Arrêt du 1er mars 2006
IIIe Chambre

MM. les Juges Ferrari, Président, Meyer et Lustenberger. Greffier : M.
Berthoud

M.________, recourante, représentée par Me Charles Guerry, avocat, rue de
Romont 33, 1700 Fribourg,

contre

La Vaudoise Générale, Compagnie d'assurances SA, place de Milan, 1007
Lausanne, intimée

Cour des assurances sociales du Tribunal administratif du canton de Fribourg,
Givisiez

(Jugement du 26 août 2004)

Faits:

A.
M.________, née en 1971, a travaillé en qualité de sommelière au
café-restaurant X.________. A ce titre, elle était assurée contre le risque
d'accidents professionnels et non professionnels par la Vaudoise générale,
compagnie d'assurance (la Vaudoise). Le 11 juillet 1999, elle a perdu la
maîtrise de sa voiture qui a effectué deux tonneaux et heurté un regard de
source en ciment. Son passager est décédé sur place, tandis qu'elle a subi
une fracture-tassement de la vertèbre D6 ainsi qu'un stress post-traumatique.
L'assurée a repris son emploi à 50 % en janvier 2000. Son activité a pris fin
en mars 2001, l'employeur ayant remis son commerce. La Vaudoise a pris le cas
en charge.

Dans un rapport du 9 octobre 2000 à la Vaudoise, le docteur P.________,
spécialiste en médecine interne et rhumatologie, a signalé que le discret
tassement du plateau supérieur de D6 avait guéri sans séquelles et qu'il
n'existait plus d'incapacité de travail imputable à cette problématique.

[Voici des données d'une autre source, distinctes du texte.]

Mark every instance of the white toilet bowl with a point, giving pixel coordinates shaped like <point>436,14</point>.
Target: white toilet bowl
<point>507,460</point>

La Vaudoise a également confié un mandat d'expertise au docteur R.________,
spécialiste en psychiatrie et psychothérapie. Dans un premier rapport du 6
janvier 2000, ce médecin a indiqué que l'assurée souffrait d'un état de
stress post-traumatique, que des facteurs étrangers à l'accident ne jouaient
pas actuellement de rôle dans la genèse ou la persistance de ce trouble, que
l'assurée était probablement incapable de travailler et qu'il était prématuré
d'établir un pronostic. Le 11 novembre 2000, le docteur R.________ a attesté
que la symptomatologie évoquait encore un état de stress post-traumatique qui
semblait bien en voie de chronification, la relation de causalité entre
l'accident et cette affection psychique étant entière. Quant aux douleurs
dont son confrère P.________ avait fait état, le docteur R.________ a estimé
qu'il s'agissait de somatisations dans le cadre d'un tableau dépressif. A son
avis, l'incapacité de travail s'élevait à 50 %, mais le processus de guérison
restait figé dans l'attente de l'issue de la procédure pénale. Dans un
troisième rapport, du 28 novembre 2001, qu'il a signé avec le docteur
O.________, rhumatologue, le docteur R.________ a attesté qu'il était devenu
difficile d'admettre l'existence d'un état de stress post-traumatique. En
revanche, le cas avait évolué et l'assurée présentait désormais des
dorsalgies chroniques ainsi qu'un trouble somatoforme douloureux, dont la
relation de causalité avec l'accident n'était que possible. La capacité de
travail était objectivement totale, mais nulle subjectivement. Par ailleurs,
il n'y avait pas d'atteinte importante et durable à l'intégrité.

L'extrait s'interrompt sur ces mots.